One of the first of these kinds was that of Cluny. It draws its name from the small village of Cluny, close to Mâcon, where a Benedictine abbey reformed were founded in 909 by Guillaume I {{er}}, duke of Aquitaine and count of Auvergne, which placed it under the direction of Bernon, abbot of Beaume. Odon, often described like the founder of the order, then succeeded to him. The fame of Cluny extended far beyond the monastery from origin. Its rigid rule was adopted by a great number of old bénédictines abbeys which were affiliated at the head office, and the new monasteries, increasingly many, wished all to be attached to Cluny. At the end of the 12th century, the number of monasteries affiliated to Cluny in Western Europe reached 2000. The establishment of Cluny was one of largest and splendid of France. One can have an good idea of his dimensions thanks to the Pape Innocent IV, which visited Cluny accompanied by twelve cardinals, a patriarch, three archbishops, the two generals of Cartusiens and Cisterciens, King Saint-Louis and three of its sons, of the queen-mother, Baldwin, of the count of Flanders, of the emperor of Constantinople, the duke of Burgundy and six Lords. All placed within the monastery with their continuations, without causing the least disturbance with the monks. The near total of the buildings of the abbey, including the monumental church, were sold like national goods, then destroyed at the end of the 18th century.

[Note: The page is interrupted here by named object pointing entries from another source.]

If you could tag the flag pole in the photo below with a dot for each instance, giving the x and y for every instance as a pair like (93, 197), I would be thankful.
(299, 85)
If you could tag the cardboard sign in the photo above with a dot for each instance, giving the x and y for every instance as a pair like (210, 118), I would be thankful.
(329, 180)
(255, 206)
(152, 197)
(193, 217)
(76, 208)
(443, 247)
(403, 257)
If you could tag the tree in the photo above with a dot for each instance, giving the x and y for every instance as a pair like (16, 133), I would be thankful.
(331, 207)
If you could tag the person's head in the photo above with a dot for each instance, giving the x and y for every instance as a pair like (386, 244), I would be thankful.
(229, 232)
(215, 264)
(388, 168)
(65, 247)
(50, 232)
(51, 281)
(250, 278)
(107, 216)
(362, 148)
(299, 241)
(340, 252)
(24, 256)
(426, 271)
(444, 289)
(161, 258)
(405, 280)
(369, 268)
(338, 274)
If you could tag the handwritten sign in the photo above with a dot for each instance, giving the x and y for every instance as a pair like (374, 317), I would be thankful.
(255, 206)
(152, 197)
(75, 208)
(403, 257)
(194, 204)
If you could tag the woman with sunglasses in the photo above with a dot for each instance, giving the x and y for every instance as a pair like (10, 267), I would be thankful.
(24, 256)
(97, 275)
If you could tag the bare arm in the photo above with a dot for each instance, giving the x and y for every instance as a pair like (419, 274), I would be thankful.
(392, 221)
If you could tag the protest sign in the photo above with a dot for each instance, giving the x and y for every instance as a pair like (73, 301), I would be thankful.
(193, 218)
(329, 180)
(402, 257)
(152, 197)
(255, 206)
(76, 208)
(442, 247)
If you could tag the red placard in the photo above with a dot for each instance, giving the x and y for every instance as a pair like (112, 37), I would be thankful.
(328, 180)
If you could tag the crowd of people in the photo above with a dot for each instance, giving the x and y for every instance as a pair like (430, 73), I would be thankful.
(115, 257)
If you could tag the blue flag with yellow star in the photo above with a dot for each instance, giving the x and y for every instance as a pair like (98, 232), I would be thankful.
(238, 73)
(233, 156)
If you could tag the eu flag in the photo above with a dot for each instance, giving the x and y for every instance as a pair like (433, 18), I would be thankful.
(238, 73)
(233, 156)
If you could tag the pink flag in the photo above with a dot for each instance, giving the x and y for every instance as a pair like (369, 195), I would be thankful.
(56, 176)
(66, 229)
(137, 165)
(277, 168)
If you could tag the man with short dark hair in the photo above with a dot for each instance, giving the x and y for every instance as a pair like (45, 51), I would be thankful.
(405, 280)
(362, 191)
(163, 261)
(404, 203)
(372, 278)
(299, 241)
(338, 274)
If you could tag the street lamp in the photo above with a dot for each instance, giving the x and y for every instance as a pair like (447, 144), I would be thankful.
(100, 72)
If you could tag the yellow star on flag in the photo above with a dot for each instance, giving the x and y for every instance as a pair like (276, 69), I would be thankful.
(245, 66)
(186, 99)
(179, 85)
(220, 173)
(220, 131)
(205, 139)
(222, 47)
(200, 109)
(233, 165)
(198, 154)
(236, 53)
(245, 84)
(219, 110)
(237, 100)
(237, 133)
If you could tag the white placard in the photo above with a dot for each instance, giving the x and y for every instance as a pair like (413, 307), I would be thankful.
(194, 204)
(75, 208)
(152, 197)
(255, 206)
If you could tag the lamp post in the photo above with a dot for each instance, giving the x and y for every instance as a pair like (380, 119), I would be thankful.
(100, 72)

In Cluny, the church and the general plan of the unit resemble in a way striking the Cathédrale of Lincoln. The church Cluny III was very vast: more than 141 m length on 65 m broad. The chorus ends in a semicircular apse surrounded by 5 also semicircular vaults. The western entry was consisted of the flanked narthex of two turns. In the south of the church the court of the immense cloister was, placed much more at the west that with the accustomed one. In the south of the cloister the refectory, an imposing building of approximately 30 meters was out of 20, filled of six lines of tables in length and three transversely. It was decorated portraits of the benefactors of the abbey and objects scriptural. On the wall of the bottom was painted a scene of the Last Jugement. We cannot unfortunately identify the other principal buildings. Remain the house of the abbot, still partially upright close to the entry, the old people's home and very vast bakery.
The first house clunisienne in England was founded in Lewes by the count of Warren in 1077. There remain only some fragments of the buildings of service. The clunisiennes abbeys best preserved of England are Castle Acre, in the Norfolk, and Wenlock in the Shropshire. The plans are presented in the architectural Antiquités of John Britton. They show us notable differences with the provision bénédictine. In each one of them, the house of the prior is of a remarkable perfection. All the houses attached to Cluny were French dependences directed by priors of this nationality. They obtained their independence only under the reign of Henri VI. In spite of its glare, the revival clunisien was of short duration. Its reputation and its celebrity are at the origin of her decline. After a considerable growth of their kind, the monks clunisiens became as rich and little disciplined as their predecessors. A new reform then became necessary.
Cistercians
The following monastic revival was that of the Cisterciens, which developed at the 11th century. The order profited from a broader diffusion and a more durable and honourable existence that its predecessor. It owes to its true origin at a distinct community Benedictines founded in 1098 by Etienne Harding (1060-1134), (a native of Dorset, educated with the monastery of Sherborne). Its name derives from Cîteaux ( Cistercium ), a region of the Burgundy near to Beaune and Nuits-Saint-Georges. The etymology of Cîteaux would come according to the explanation most commonly allowed, of “cistels”, reeds which push in the marshy areas.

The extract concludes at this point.